Burn(61)
He made one further promise, probably the hardest to accomplish, but he would. He would.
The man stood, still holding the gun. “Well, I didn’t see any dragon,” he said, “and I won’t sit here listening to any more of this nonsense. Darlene, if you feel safe enough to stay with these people, I’ll take my leave, but I strongly suggest you let me escort them from your home.”
Whatever the woman was going to say was interrupted by a knock on the door so hard and loud every single one of them jumped. An impatient second knock came as the woman went to the door.
A man in a police uniform stood there when she opened it. Malcolm wasn’t sure who he was but hated him in an instant.
“Sheriff Kelby,” the woman said, sounding both angry and frightened.
Sarah looked horrified. “Sheriff Kelby?”
“Well, now,” the man in the uniform said, too loud, too false-friendly. “This is a regular camp meeting, isn’t it?” He looked around, taking in the room, pausing on Malcolm and Kazimir and then his eyes widening at Sarah, who had gone quite ashen. His face turned sour. Or rather, more sour.
“Want to tell me what’s going on here, Darlene?” he demanded.
Sarah made to answer, but the woman spoke over her. “My niece. I don’t have to explain what happens in the privacy of my own home, Sheriff.”
“Wouldn’t be too sure about that, Darlene,” the man sneered. “Not when I see ol’ Hisao there with a shotgun ready to go.” The man pronounced the name differently than anyone else had, making it ugly.
“What do you want, Sheriff?” the woman said, clearly nervous but also clearly resentful of this man’s presence.
The sheriff didn’t like this at all. “What I want, Darlene, is for someone to explain to me why the hell I keep getting reports of some sort of animal flying outta your farm and up into the mountains.”
“We don’t know what it is either, Kelby,” the man said, still holding his shotgun. “That’s what we’re here discussing.”
“I’d also like to know right now, Darlene,” the sheriff said, purposely ignoring the man with the shotgun, “who these strangers are.” He started to remove an ugly-looking billy club from his belt. “And I will get answers,” he said, “believe you me.”
Eighteen
SHE WAS HUNGRY, though the word barely seemed adequate. In addition to the literal heat blazing away in her belly and a number of eggs that were rapidly—alarmingly rapidly—nearing maturity, she also had a very empty stomach.

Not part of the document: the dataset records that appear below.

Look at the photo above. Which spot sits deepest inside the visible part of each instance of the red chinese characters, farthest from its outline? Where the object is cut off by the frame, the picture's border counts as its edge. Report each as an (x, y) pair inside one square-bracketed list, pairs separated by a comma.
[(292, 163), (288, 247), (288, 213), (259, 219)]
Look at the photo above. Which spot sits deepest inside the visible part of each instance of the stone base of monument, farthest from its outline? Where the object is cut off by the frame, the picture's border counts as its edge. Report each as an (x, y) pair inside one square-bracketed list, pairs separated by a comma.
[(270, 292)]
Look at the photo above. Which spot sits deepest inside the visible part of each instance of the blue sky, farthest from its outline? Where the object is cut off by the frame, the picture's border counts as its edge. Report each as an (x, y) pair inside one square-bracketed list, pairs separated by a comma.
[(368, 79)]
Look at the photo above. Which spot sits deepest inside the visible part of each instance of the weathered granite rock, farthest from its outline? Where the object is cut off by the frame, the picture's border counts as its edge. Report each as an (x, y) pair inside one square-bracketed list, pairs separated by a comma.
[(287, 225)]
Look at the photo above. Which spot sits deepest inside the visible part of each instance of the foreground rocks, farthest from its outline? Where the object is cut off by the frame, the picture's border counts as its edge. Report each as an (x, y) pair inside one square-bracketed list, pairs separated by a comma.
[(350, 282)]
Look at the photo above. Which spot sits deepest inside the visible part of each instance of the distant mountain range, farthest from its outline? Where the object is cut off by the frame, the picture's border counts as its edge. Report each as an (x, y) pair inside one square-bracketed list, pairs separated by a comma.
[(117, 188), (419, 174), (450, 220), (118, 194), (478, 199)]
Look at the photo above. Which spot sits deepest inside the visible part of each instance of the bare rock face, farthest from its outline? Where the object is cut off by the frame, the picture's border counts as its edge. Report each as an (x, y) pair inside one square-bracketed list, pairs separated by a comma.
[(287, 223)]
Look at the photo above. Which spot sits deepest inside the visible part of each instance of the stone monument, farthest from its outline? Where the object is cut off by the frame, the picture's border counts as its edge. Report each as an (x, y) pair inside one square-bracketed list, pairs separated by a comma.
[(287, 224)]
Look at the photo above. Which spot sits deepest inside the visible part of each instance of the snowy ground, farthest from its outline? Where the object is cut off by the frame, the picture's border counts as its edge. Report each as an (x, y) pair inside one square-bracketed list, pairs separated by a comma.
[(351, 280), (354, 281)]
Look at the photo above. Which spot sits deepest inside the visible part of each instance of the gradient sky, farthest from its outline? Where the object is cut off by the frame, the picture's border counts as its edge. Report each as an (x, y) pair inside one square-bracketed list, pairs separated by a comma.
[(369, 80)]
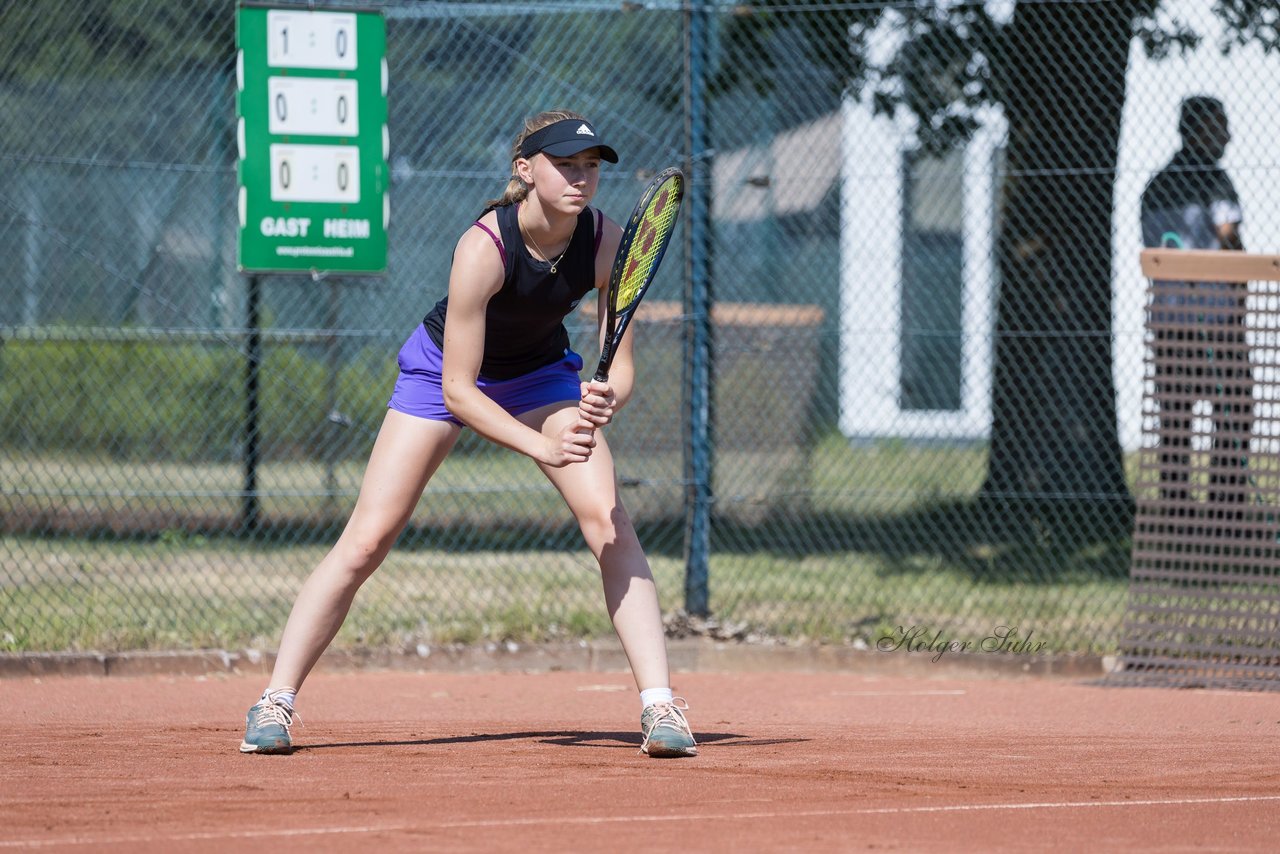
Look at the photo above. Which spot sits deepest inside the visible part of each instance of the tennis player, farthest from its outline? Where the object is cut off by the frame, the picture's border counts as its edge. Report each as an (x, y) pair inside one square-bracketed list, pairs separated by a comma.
[(494, 356)]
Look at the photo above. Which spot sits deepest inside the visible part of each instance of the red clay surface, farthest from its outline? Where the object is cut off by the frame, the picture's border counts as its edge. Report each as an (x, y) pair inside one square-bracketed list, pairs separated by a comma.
[(790, 762)]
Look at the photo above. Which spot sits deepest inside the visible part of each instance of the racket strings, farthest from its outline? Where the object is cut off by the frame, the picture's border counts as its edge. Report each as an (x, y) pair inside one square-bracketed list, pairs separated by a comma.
[(656, 225)]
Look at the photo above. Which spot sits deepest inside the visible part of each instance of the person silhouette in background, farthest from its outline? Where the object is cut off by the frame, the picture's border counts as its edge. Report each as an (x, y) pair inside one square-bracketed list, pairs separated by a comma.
[(1200, 327)]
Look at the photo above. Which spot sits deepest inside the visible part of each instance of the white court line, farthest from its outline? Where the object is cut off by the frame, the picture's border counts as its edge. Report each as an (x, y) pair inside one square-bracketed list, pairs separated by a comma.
[(627, 820)]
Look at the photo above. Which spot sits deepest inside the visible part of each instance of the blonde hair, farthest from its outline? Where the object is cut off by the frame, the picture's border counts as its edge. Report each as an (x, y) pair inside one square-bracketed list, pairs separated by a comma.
[(516, 188)]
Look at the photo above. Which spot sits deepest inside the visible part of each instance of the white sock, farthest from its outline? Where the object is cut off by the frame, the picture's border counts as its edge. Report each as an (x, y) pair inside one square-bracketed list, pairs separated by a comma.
[(280, 697), (650, 695)]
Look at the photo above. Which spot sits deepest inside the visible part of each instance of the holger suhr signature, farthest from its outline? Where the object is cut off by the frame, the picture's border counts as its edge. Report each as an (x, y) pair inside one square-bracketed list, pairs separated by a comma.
[(1002, 639)]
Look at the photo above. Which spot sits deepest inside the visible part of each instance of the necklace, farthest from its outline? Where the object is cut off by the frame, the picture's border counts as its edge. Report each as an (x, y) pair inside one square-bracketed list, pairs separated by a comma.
[(545, 256)]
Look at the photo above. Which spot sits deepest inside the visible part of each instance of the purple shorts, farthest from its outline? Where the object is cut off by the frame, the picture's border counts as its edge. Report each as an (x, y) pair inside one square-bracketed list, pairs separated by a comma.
[(419, 388)]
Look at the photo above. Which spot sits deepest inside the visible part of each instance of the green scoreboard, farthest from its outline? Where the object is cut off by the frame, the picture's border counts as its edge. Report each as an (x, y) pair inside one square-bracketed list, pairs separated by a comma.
[(312, 142)]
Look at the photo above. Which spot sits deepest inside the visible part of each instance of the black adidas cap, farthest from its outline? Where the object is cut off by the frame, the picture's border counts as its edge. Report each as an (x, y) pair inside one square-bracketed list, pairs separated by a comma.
[(565, 138)]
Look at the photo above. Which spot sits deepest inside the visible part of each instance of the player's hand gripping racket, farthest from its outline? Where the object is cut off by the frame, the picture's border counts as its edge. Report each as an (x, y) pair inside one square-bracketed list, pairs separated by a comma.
[(644, 241)]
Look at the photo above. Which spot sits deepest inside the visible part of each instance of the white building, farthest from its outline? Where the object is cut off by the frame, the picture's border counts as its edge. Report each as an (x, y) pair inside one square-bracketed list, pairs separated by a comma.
[(895, 380)]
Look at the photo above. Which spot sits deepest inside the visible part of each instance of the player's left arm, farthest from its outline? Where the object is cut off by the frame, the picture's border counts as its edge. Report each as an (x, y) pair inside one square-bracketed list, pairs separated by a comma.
[(602, 401)]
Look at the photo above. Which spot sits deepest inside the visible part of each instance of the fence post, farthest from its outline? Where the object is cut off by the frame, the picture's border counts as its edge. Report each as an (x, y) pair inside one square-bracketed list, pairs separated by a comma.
[(252, 364), (698, 302)]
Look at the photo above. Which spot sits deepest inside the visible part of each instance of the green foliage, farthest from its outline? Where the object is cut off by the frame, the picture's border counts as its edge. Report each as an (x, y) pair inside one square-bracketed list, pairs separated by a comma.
[(160, 401), (45, 37)]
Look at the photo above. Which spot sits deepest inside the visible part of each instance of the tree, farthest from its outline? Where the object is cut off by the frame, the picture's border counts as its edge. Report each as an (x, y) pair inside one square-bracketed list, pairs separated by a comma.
[(1057, 72)]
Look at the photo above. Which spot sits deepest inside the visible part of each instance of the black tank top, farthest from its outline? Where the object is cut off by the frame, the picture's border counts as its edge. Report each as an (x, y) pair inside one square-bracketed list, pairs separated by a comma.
[(525, 320)]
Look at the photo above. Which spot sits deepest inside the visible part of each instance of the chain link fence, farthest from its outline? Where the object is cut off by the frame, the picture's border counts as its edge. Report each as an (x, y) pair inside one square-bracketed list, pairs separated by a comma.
[(918, 268)]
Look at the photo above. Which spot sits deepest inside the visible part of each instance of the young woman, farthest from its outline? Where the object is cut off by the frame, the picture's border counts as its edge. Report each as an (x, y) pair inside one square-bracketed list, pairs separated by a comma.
[(494, 356)]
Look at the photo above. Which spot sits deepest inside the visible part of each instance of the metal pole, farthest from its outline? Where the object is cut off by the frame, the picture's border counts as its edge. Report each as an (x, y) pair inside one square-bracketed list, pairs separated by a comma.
[(254, 361), (698, 302)]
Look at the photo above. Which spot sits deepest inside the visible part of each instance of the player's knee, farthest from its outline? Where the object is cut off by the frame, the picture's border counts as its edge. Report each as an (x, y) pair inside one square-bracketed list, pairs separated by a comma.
[(364, 551), (607, 525)]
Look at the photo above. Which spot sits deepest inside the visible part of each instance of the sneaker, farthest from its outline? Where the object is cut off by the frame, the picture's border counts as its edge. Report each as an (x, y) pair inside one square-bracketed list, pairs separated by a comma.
[(266, 727), (666, 731)]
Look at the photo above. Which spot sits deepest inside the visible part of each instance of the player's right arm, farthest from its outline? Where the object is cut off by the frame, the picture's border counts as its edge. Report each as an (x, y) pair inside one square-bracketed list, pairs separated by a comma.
[(476, 277)]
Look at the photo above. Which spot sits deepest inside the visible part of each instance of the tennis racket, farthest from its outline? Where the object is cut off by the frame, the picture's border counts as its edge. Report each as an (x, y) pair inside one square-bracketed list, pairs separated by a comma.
[(644, 241)]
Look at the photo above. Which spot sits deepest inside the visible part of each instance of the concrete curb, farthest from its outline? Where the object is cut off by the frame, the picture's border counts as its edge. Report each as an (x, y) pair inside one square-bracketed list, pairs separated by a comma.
[(686, 656)]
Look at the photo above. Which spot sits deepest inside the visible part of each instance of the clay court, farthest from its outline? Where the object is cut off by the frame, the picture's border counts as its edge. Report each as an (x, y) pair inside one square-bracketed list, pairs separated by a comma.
[(790, 762)]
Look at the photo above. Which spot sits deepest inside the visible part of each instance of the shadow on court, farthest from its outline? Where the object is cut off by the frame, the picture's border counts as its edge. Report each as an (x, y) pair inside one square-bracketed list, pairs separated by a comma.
[(562, 738)]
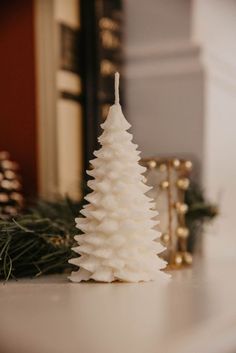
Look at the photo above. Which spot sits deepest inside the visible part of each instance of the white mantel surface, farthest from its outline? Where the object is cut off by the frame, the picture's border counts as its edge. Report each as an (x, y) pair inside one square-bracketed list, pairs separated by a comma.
[(196, 312)]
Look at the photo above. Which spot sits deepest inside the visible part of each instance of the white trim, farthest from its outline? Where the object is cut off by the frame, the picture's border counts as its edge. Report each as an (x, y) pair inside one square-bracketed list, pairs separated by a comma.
[(46, 96), (163, 59)]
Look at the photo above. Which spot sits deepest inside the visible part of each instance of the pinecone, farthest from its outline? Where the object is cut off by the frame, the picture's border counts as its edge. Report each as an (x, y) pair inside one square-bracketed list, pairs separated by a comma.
[(11, 199)]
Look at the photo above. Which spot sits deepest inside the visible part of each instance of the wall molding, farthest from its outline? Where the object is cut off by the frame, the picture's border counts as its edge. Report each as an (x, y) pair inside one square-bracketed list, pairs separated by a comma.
[(45, 32), (220, 69), (163, 59)]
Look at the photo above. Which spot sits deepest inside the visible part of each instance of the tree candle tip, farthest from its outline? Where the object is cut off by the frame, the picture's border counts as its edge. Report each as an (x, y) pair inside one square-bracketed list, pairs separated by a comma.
[(117, 98)]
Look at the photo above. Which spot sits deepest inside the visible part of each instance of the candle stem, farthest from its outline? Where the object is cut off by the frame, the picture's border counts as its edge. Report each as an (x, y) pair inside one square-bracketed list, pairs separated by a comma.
[(117, 98)]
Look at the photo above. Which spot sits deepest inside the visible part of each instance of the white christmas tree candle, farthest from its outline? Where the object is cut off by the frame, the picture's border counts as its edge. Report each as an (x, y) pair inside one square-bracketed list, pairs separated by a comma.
[(119, 242)]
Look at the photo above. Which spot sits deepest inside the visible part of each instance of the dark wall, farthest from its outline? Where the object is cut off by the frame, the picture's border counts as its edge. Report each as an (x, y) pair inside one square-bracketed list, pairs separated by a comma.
[(17, 88)]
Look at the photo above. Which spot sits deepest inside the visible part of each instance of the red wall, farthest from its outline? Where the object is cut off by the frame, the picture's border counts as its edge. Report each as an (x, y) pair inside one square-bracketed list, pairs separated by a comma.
[(17, 88)]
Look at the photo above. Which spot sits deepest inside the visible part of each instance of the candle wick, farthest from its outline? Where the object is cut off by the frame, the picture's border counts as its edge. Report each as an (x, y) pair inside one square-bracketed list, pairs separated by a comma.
[(117, 98)]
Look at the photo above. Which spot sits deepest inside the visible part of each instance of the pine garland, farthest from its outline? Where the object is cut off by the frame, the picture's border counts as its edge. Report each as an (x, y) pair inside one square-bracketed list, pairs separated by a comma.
[(39, 241)]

She knew what dragons ate: almost anything. For creatures of such incredible majesty, they weren’t too fussy about what they took down their gullets. Up in the Canadian Wastes, she’d seen them eat live moose, trees, even once a standing stone. She considered that such petty concerns must be below such exalted beings, but now she was wondering if they were just so hungry all the time that they stopped caring. The Canadian Wastes hadn’t always been wastes, after all.
She had eaten enough snow to no longer be thirsty—dragons needed excessive water for obvious reasons—but her unfamiliar mouth was salivating at the thought of, well, almost anything. She sniffed. There were deer out there, and elk. Nothing especially close by, but she was on the top of a mountain. Closer were the muskier scents of mountain goats, not exactly appealing, but she found herself not minding the choice as much as she might have thought.
She took off again, still feeling the thrill of being able to leave the ground, even at this unlikely size and weight. She flew above the clouds once more, twisting and turning, testing out her wings, neither of which ached any longer. The broken foreleg was still sore, but she was mending at a mind-boggling rate, which might explain the hunger.
She headed back down through the clouds, her nose guiding her to the cliffs and caves the mountain goats used. Her eyes were sharper, too, she realized. From three thousand feet away—over half a mile—she could see a mountain goat on a rock, blinking against the wind, its white fur bluffing and huffing. Did they have predators? There were bears here, she thought, and mountain lions, if western Washington was anything like western Canada.
But a mountain goat would never be on the lookout for an eagle.
It was a big male, its horns a pretty prize if a hunter found them, and it didn’t look up until the very last second. One frightened bleat and it was in her jaws, her teeth cutting all the way through its body, her mouth filling with its blood as she swooped back into the air, swallowing it whole.
Well, now. That was interesting.
It was more than the taste, for it had only been on her tongue briefly, though the blood still lingered, and it had been still alive, just, when she swallowed, but it hit her stomach like a rush, obliterated in the furnace that was her body.
Oh, yes. More.
She could smell other mountain goats, but wherever they had been, they had fled from this new peril in the skies. No matter. There was a whole forest below.
She went hunting.
The deer were easy. Like the mountain goats, they had no reason to expect a threat from the air, and she picked up a doe in her mouth with laughable ease as it scavenged grass at the edge of the forest. The rest of the herd immediately bolted for the trees, but she merely flew above them, scouted where an opening might be, and dashed down to snatch up a young buck and another doe as they ran this way and that.